Data Quality Issues Leave Everyone Holding the Bag

Quality can be a hard thing to define. What is good and what is bad may not be easily identified and quantified.  When a data mart accurately reflects data exactly as found in the source, should that be considered a quality result? If the source data is bad, is the data mart of high quality or not? If the data mart differs from the source, when is the difference an improvement of quality and when is said difference evidence of diminished quality? While it may seem self-evident that correcting the source of load data would be the "right" thing to do, in practice that direction is not necessarily self-evident. The reasons supporting this nonintuitive approach are varied. Sometimes changes to the source impact other processes that must not change, or the changes will expose problems that may provoke undesired political fallout, or it may simply be that making the proper adjustments to the source application would prove too costly to the organization. For all these reasons and more, in the world of business intelligence, the dependent data often is expected to be of higher quality than the source data. In order for that improvement to occur, data placed within the dependent mart or data warehouse must be altered from the source. Sometimes these alterations become codified within the process migrating data from the source. Other times changes are made via one-time ad hoc updates. Either way, this alteration leads to a situation in which the dependent data will no longer equate one-for-one to the source data. Superficial comparisons of this altered content will highlight the disparity that what exists for analytics is not the same as what exists for the operational system.
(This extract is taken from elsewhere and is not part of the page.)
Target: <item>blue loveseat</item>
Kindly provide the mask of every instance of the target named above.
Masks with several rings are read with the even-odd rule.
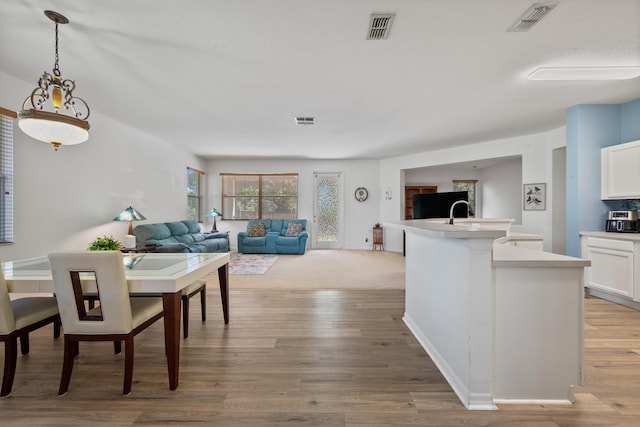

In cases where data is consciously altered, the organization must have an official "memory" of these changes. This official source could be a metadata repository, if the organization has one, or it could be something as uncomplicated as a spreadsheet logging each change made. Without such knowledge retention, problems eventually will develop. New users or system auditors may step in, look at numbers, find differences, and start demanding answers. Alternatively, a more drastic circumstance might arise in which the data warehouse is reworked and all data must be re-initialized from the source. Certainly those data cleansing changes that were placed inside ETL (extract, transform, and load) code are retained, after a fashion, in the code itself. However, that code is unlikely something that an auditor might easily find and understand. One-time updates would conceivably be lost forever if not properly documented. Metadata that details what, how, and why data was changed becomes a critical component to the business.

Ultimately, quality issues are so vital that no one escapes responsibility. From the business operational users to the analytics consumers, straight though to IT personnel handling the operational solutions, and any data warehousing work-everyone must keep a watch on data quality. All involved must help track the decisions made, especially when they impact what will be visible to users. And most importantly, everyone must be wary of those choices that will result in visible discrepancies that will appear as comparisons are made between systems. These intersystem discrepancies are the ghosts that will pop up from time to time; and if the data divergence is caused by a conscious choice to "improve" quality, then productivity may be needlessly lost as people investigate the same problem over and over again. As a proper defense against wasting time investigating what should be known issues, everyone involved should be conscious of the importance of tracking and knowing where to find this kind of system information.